There is a good analysis in George Monbiot’s new book, Heat, which I am half way through reading. Those that have the book at hand can refer to pages 157 through 161.
But a concise summary of the reasons why ethanol is a non-starter was recently sent to me by Green Assassin Brigade in a comment to my post on the decline of Mexico’s Cantarell Oil Field. It summarizes the real costs of corn ethanol.
For those proponents of ethanol as that holy grail of responses to either Peak Oil or Climate Change or both…

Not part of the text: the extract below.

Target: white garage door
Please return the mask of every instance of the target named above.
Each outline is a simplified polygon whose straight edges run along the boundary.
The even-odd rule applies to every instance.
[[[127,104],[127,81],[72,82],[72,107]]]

Sorry to burst your bubble.
Update: February 21, 2007
The Green Party is now behind ethanol production as a biofuel via non-food crop (cellulosic) ethanol in order to avoid the justified objections of rising food prices as we have competition between growing food and growing liquid fuel. So long as we stick to what would otherwise be waste product, or land that would otherwise not be used for agriculture, then growing crops for cellulosic ethanol does have some merit. The technical objections that you normally hear are addressed quite nicely in a Toront Star article by Tyler Hamilton, published just the other day.
My remaining objection to ethanol, then, remains that we cannot view it as a silver bullet. We will never grow enough crop for ethanol to sustain our lifestyle of dependence on personal mobility and the associated liquid fuels, so we must be sure to see ethanol for what it is, a small piece of a larger puzzle.